Situações traumáticas podem ser causadoras de quadros psicológicos graves, como a depressão. Quando um acontecimento, seja a morte de uma pessoa querida ou uma frustração profissional, altera o comportamento de um indivíduo a ponto de haver uma tristeza permanente, deve-se procurar ajuda. De acordo com a psicóloga Paula S. Madeira de Mello, partindo do pressuposto que uma pessoa desmotivada pode se tornar patologicamente triste, melancólica, depressiva ou agressiva, a motivação é o caminho básico para o desenvolvimento da saúde da mente e do corpo. Assim, entender a si mesmo e descobrir aquilo que o estimula e serve como um combustível é um dos passos para superar situações delicadas, desafiadoras e até aquelas que envolvem a saúde mental.

EM CADA UM

Tendo em vista a importância da compreensão dos fatores motivacionais, estudiosos se dedicaram a investigá-los. De acordo com a teoria desenvolvida em 2009 por Thomas W. Malone, professor formado pela Universidade de Stanford, nos Estados Unidos, existem três pilares que estimulam as pessoas: dinheiro, amor e glória. Nessa corrente de pensamento, as ações são movidas pelo ganho financeiro, pela questão emocional – o desenvolvimento da paixão, do prazer – e pelo reconhecimento. Já para a pesquisadora e professora Mary Lou Maher, existem outros cinco pontos a serem levados em consideração: desafio, carreira, interação social, diversão e obrigação. De uma visão mais básica e fundamental, passamos para uma análise mais minuciosa, na qual se deve ir mais a fundo em questões profissionais e pessoais. Para superar desafios, ultrapassar barreiras e deixar para trás aquilo que faz mal e não desperta interesse, é imperativo olhar para si mesmo e buscar o que te move. As possibilidades apontadas pela ciência são caminhos para orientar essa procura, que pode ser despertada por pessoas, objetivos relativos à carreira, existenciais e muitos outros. “O ser humano precisa de metas e desafios que justifiquem viver. A palavra motivação sintetiza isso: movimento para a ação, o que potencializa o desejo que temos de conseguir ir além. Seja por algo ou por alguém. É disso que sobrevive a superação”, avalia a psicóloga Elaine Souza.
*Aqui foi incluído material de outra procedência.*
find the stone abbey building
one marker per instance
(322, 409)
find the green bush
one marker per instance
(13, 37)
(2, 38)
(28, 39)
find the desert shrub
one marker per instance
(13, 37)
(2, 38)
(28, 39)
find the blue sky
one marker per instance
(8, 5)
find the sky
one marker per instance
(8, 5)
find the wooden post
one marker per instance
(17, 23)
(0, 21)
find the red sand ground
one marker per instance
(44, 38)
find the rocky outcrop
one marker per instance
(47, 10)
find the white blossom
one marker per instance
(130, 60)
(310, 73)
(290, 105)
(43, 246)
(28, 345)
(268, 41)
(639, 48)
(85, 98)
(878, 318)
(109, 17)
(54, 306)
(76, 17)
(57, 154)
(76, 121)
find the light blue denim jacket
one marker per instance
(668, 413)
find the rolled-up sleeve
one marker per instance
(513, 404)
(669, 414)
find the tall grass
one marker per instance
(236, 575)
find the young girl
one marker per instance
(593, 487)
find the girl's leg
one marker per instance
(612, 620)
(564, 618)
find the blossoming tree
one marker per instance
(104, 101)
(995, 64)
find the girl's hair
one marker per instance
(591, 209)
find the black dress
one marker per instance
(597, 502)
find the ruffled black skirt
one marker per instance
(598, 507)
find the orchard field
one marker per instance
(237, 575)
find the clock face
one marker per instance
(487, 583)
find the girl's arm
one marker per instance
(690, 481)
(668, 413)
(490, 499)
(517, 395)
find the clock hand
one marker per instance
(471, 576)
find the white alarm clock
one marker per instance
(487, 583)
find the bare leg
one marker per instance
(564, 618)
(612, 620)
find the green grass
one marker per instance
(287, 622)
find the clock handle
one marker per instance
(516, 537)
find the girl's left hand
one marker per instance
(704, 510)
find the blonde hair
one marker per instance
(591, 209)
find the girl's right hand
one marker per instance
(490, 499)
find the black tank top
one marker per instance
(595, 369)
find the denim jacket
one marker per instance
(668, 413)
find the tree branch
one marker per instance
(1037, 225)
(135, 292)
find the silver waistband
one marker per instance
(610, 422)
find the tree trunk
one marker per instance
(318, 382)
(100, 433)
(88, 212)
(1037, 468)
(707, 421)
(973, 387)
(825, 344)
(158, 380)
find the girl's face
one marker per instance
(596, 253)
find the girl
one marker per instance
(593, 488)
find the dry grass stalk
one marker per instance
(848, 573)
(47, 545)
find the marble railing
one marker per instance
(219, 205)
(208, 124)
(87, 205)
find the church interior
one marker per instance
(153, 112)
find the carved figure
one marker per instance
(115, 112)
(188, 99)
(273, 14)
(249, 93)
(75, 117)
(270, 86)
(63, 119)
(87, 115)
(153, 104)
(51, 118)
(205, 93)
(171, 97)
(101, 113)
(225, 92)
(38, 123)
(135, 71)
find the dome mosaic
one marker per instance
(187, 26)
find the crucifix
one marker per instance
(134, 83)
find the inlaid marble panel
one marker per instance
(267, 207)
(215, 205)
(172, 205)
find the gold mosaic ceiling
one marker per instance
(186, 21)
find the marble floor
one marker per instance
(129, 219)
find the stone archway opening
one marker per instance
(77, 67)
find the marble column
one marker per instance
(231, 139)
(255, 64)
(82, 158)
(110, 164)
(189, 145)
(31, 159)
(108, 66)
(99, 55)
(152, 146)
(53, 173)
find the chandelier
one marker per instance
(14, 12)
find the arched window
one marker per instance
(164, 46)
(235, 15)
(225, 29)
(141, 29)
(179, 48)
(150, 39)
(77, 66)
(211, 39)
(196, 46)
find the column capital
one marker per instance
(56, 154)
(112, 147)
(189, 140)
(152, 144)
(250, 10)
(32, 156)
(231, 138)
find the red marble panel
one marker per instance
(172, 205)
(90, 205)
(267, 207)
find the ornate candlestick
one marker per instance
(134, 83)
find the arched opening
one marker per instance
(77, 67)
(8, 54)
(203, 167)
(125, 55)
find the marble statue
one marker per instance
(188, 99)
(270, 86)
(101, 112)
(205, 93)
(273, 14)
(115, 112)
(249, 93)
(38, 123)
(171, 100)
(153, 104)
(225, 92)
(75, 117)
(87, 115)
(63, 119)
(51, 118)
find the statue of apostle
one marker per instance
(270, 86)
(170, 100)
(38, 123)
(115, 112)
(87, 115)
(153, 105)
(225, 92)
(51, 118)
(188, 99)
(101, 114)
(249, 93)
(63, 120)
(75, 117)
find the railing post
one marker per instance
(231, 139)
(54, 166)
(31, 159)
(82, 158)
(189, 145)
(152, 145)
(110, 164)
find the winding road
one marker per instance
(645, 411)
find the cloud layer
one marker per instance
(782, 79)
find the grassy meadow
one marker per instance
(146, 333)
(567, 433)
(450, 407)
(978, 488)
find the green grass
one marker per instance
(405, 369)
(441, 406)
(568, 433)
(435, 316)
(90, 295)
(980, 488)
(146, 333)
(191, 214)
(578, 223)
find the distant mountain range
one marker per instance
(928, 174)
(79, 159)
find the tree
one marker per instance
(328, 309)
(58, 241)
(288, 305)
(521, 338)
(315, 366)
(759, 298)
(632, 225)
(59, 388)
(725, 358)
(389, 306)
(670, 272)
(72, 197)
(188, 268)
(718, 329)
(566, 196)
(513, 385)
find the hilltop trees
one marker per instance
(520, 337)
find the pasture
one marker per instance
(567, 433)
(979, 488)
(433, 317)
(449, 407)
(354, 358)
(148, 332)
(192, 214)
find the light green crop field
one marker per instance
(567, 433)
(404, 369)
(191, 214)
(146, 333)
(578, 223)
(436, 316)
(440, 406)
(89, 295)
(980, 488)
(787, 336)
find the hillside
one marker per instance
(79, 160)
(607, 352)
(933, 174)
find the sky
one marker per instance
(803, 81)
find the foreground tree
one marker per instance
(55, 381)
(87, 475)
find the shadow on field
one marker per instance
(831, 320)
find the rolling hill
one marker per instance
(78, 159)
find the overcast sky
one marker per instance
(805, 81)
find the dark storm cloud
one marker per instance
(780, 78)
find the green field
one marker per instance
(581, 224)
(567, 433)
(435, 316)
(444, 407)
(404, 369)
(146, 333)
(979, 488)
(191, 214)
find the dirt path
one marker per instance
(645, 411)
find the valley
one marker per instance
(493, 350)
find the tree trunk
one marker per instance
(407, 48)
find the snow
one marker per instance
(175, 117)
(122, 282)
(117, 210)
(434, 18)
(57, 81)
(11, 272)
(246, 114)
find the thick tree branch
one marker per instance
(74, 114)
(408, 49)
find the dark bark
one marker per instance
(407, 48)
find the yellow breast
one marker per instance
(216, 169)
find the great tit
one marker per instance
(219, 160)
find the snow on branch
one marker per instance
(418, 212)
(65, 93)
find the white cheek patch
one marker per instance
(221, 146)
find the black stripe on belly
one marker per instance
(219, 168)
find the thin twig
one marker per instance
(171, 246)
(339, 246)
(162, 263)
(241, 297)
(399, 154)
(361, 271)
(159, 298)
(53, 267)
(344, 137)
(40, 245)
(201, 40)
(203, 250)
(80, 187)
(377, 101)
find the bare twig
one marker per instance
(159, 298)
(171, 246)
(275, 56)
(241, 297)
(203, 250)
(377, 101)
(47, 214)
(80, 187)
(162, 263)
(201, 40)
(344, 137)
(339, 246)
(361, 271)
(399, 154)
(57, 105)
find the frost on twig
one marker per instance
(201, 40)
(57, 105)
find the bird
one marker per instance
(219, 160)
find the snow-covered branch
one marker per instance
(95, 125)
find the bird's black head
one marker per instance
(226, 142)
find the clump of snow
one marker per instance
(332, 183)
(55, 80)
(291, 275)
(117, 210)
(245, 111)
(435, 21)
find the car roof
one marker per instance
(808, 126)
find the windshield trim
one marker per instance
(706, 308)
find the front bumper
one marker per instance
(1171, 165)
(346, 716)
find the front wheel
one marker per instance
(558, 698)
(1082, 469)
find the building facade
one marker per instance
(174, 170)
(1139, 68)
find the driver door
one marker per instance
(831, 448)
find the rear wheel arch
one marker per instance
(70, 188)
LUTO, SUPERAÇÃO E MOTIVAÇÃO

Conforme explica a psicóloga e life coach Flávia Brito, a psiquiatra suíça Elisabeth Kluber­ Ross apresenta um modelo com cinco fases do luto, cuja ordem é muito importante para que a pessoa em sofrimento possa elaborar a perda e aceitar o fato, possibilitando a reestruturação das emoções e a busca da motivação para seguir a vida acreditando no recomeço. Segundo a profissional, a primeira fase é a negação, a segunda, a raiva e a terceira é chamada de DDD (dor, desespero e depressão). “Os sentimentos se misturam e tornam esta fase a mais perigosa. Parece impossível viver sem o que perdemos, tudo fica nebuloso e triste. Pensamos ser uma condição que jamais superaremos”, pontua Flávia. A quarta fase é da negociação e a quinta e última da aceitação. “Após estas fases de luto, começamos a ter esperança e damos um passo importante para voltar a vida aos trilhos, encontrando motivação para continuar”, conclui.